TRIBUNAL DE JUSTIÇA DO ESTADO DO PIAUÍ
ÓRGÃO JULGADOR : 1ª Câmara Especializada Criminal
Apelação Criminal nº 0015954-91.2014.8.18.0140 (Teresina / 1ª Vara Criminal)
Apelante: Fábio José Ferreira dos Santos
Defensores Públicos: Ulisses Brasil Lustosa
Sílvio César Queiroz Costa
Apelado: Ministério Público do Estado do Piauí
Relator: Des. Pedro de Alcântara da Silva Macêdo
EMENTA
PENAL E PROCESSUAL PENAL - APELAÇÃO CRIMINAL – ROUBO SIMPLES (ART. 157, CAPUT, DO CÓDIGO PENAL) – DETRAÇÃO – ALTERAÇÃO DO REGIME DE CUMPRIMENTO DA PENA – IMPOSSIBILIDADE – RECURSO CONHECIDO, PORÉM, IMPROVIDO.
1. O magistrado a quo fixou a pena definitiva em 4 (quatro) anos de reclusão, o que, em tese, possibilitaria a imposição do regime aberto para o cumprimento da pena, nos termos do citado art. 33, §2º, "c", do Código Penal.

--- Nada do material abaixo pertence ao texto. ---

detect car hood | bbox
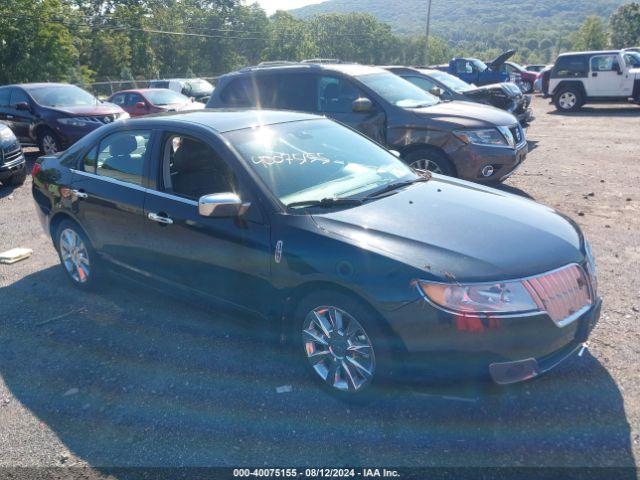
[412,101,517,128]
[47,102,124,117]
[312,175,583,281]
[487,50,516,70]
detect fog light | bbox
[480,165,494,177]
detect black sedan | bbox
[384,66,534,126]
[33,110,601,398]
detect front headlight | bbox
[58,118,87,127]
[418,281,538,313]
[453,128,508,146]
[0,127,16,140]
[584,239,598,294]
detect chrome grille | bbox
[523,264,592,326]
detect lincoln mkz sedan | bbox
[33,110,601,399]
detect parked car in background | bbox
[383,66,533,125]
[430,50,517,85]
[108,88,204,117]
[524,63,547,73]
[207,62,528,182]
[33,109,601,401]
[0,83,129,154]
[544,50,640,112]
[149,78,214,103]
[0,124,27,186]
[500,62,537,93]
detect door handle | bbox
[147,213,173,225]
[71,190,89,198]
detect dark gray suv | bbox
[207,62,528,182]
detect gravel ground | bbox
[0,98,640,478]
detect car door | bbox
[7,87,36,142]
[316,74,387,145]
[587,54,622,97]
[145,128,270,313]
[72,130,153,269]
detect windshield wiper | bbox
[364,175,431,199]
[287,198,362,208]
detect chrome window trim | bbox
[69,168,198,207]
[415,262,595,320]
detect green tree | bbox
[609,2,640,48]
[572,16,607,50]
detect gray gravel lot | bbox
[0,98,640,478]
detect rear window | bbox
[553,56,589,78]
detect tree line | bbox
[0,0,640,88]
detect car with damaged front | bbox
[33,110,601,400]
[207,60,529,183]
[384,66,534,126]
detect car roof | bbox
[230,62,387,77]
[121,109,324,133]
[558,50,620,57]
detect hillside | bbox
[290,0,629,39]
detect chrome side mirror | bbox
[198,192,251,218]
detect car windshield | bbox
[186,78,213,96]
[425,71,474,93]
[225,120,420,205]
[29,85,100,107]
[624,52,640,68]
[145,90,189,105]
[358,73,440,108]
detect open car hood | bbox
[487,50,516,70]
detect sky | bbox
[247,0,324,15]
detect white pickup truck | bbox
[544,49,640,112]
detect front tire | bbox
[402,148,455,177]
[54,220,102,290]
[38,128,62,155]
[553,87,583,112]
[292,290,392,402]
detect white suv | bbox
[544,49,640,112]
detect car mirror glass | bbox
[198,192,251,218]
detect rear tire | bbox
[291,290,393,403]
[553,87,584,112]
[402,148,456,177]
[54,220,103,290]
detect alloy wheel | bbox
[302,306,376,392]
[558,92,578,110]
[60,228,91,283]
[409,158,443,174]
[42,133,58,155]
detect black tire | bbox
[553,87,584,112]
[38,128,62,155]
[11,170,27,187]
[53,220,103,290]
[402,148,456,177]
[290,290,396,404]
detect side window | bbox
[10,88,31,107]
[553,56,589,78]
[220,77,255,107]
[0,88,11,107]
[591,55,620,72]
[111,93,125,106]
[318,76,363,113]
[402,76,438,92]
[95,131,151,185]
[162,134,237,200]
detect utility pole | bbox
[424,0,431,67]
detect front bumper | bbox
[449,141,529,183]
[386,298,602,384]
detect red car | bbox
[108,88,204,117]
[500,62,538,93]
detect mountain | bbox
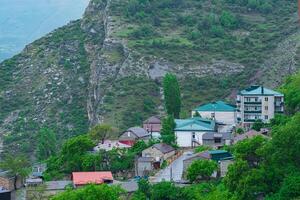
[0,0,300,153]
[0,0,89,62]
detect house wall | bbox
[142,147,164,161]
[0,177,22,190]
[192,111,237,124]
[175,131,205,147]
[220,160,233,177]
[137,162,153,176]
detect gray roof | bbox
[138,157,154,162]
[144,116,161,124]
[127,127,150,138]
[153,143,175,154]
[46,181,73,190]
[202,132,231,140]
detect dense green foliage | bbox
[161,115,176,145]
[0,154,30,188]
[37,128,57,160]
[163,73,181,119]
[45,134,153,180]
[51,184,123,200]
[187,160,218,182]
[89,124,114,143]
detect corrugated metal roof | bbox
[72,171,113,185]
[175,117,216,131]
[194,101,236,112]
[153,143,175,154]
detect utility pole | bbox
[170,166,173,181]
[298,0,300,22]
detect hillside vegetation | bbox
[0,0,300,155]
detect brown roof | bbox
[126,127,150,138]
[153,143,175,154]
[143,124,161,133]
[144,116,161,124]
[184,151,211,161]
[233,130,267,143]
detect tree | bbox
[37,128,57,160]
[279,172,300,200]
[0,154,30,189]
[161,115,176,145]
[89,124,114,144]
[138,179,151,198]
[163,73,181,118]
[252,120,264,131]
[187,159,218,182]
[233,136,267,167]
[60,135,95,172]
[151,181,183,200]
[51,184,124,200]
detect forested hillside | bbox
[0,0,300,153]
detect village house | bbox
[202,132,232,149]
[174,117,231,147]
[236,85,284,128]
[233,130,269,144]
[0,171,23,191]
[72,171,114,187]
[183,150,233,177]
[143,116,161,138]
[135,157,155,176]
[192,101,237,132]
[94,140,131,151]
[119,127,151,146]
[142,143,175,163]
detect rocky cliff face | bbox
[0,0,299,155]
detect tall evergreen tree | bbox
[163,73,181,118]
[161,115,176,145]
[37,128,56,160]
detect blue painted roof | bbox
[175,117,216,131]
[240,85,283,96]
[194,101,236,112]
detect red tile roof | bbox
[72,172,113,185]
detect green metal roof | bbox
[194,101,236,112]
[175,117,216,131]
[240,85,283,96]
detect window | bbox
[211,113,215,119]
[215,138,222,143]
[265,106,269,110]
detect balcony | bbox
[244,101,261,104]
[244,119,258,122]
[244,110,261,113]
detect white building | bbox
[237,86,284,128]
[192,101,237,132]
[175,117,217,147]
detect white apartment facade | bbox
[237,86,284,127]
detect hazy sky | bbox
[0,0,89,61]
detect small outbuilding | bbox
[72,171,114,187]
[142,143,175,163]
[119,127,151,146]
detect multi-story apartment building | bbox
[237,85,284,127]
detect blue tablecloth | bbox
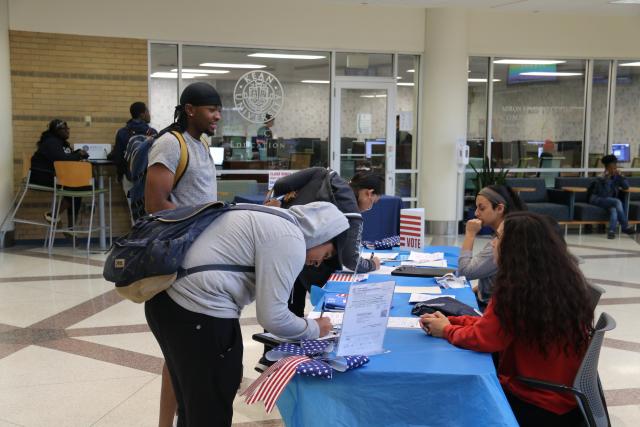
[278,247,518,427]
[362,196,402,242]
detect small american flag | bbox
[329,273,369,282]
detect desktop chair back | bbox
[53,161,93,187]
[573,313,616,427]
[587,282,607,310]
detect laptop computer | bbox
[73,143,113,160]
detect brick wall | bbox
[9,31,148,240]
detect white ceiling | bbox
[320,0,640,16]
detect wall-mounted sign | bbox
[233,70,284,123]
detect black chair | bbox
[518,313,616,427]
[506,178,573,221]
[623,177,640,221]
[555,177,609,226]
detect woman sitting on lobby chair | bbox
[458,185,527,310]
[30,119,91,227]
[421,212,593,427]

2. Entretanto, o apelante é reincidente, o que justifica a imposição do regime inicial semiaberto, a teor do art. 33, §2º, "b", do Código Penal. Precedentes.

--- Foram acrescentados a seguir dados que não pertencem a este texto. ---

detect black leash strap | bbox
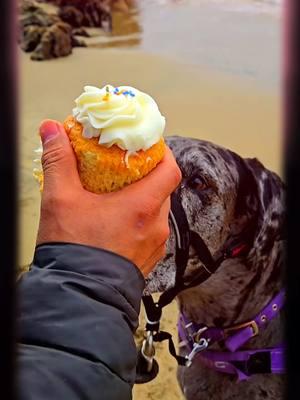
[136,193,254,383]
[153,331,187,366]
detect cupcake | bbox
[37,85,165,193]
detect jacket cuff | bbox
[33,242,145,313]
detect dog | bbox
[145,136,285,400]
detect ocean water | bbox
[109,0,282,90]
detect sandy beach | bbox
[19,2,281,400]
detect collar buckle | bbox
[224,320,259,337]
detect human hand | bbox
[37,120,181,276]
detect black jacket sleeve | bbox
[18,243,144,400]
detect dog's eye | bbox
[190,176,208,191]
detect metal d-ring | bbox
[141,331,155,372]
[185,338,208,367]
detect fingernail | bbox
[40,120,60,145]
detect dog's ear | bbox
[236,158,285,254]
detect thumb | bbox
[40,120,81,191]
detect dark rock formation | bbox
[31,22,72,61]
[19,0,134,60]
[58,6,83,28]
[19,0,85,60]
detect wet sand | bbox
[19,0,281,400]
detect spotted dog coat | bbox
[146,136,284,400]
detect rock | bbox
[71,36,87,47]
[58,6,83,28]
[20,25,46,52]
[72,28,90,37]
[19,0,60,29]
[31,22,72,61]
[56,0,111,28]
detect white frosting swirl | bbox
[73,85,165,152]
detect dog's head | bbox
[145,136,283,294]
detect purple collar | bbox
[178,290,285,380]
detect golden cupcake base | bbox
[64,116,165,193]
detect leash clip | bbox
[185,338,208,367]
[141,331,155,372]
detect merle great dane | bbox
[145,136,285,400]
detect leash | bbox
[136,193,283,383]
[178,290,285,380]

3. Recurso conhecido, porém, improvido.
ACÓRDÃO
Vistos, relatados e discutidos os presentes autos em que são partes as acima indicadas, acordam os componentes da 1ª Câmara Especializada Criminal do Tribunal de Justiça do Estado do Piauí, à unanimidade, em CONHECER do presente recurso, mas para NEGAR-LHE PROVIMENTO, com o fim de manter a sentença na sua integralidade, em consonância com o parecer do Ministério Público Superior.
RELATÓRIO
Trata-se de Apelação Criminal interposta por Fábio José Ferreira dos Santos (pág. 3 – id. 3502300), em face da sentença proferida pelo MMº. Juiz de Direito da 1ª Vara Criminal da Comarca de Parnaíba (pág. 213/225 – id. 3502299) que o condenou à pena de 4 (quatro) anos de reclusão, em regime inicial semiaberto, e 20 (vinte) dias-multa, pela prática do crime tipificado no art. 157, caput, do Código Penal (roubo simples), diante da narrativa fática extraída da denúncia (pág. 1/5 – id. 3502299), a saber:
(...)
Consta do incluso inquérito policial que no dia 14 de julho de 2014, por volta de 17h30min, o denunciado, mediante grave ameaça exercida contra Marcos Gregório Almeida Monteiro (vítima), dele subtraiu coisa móvel, fatos ocorridos nesta capital.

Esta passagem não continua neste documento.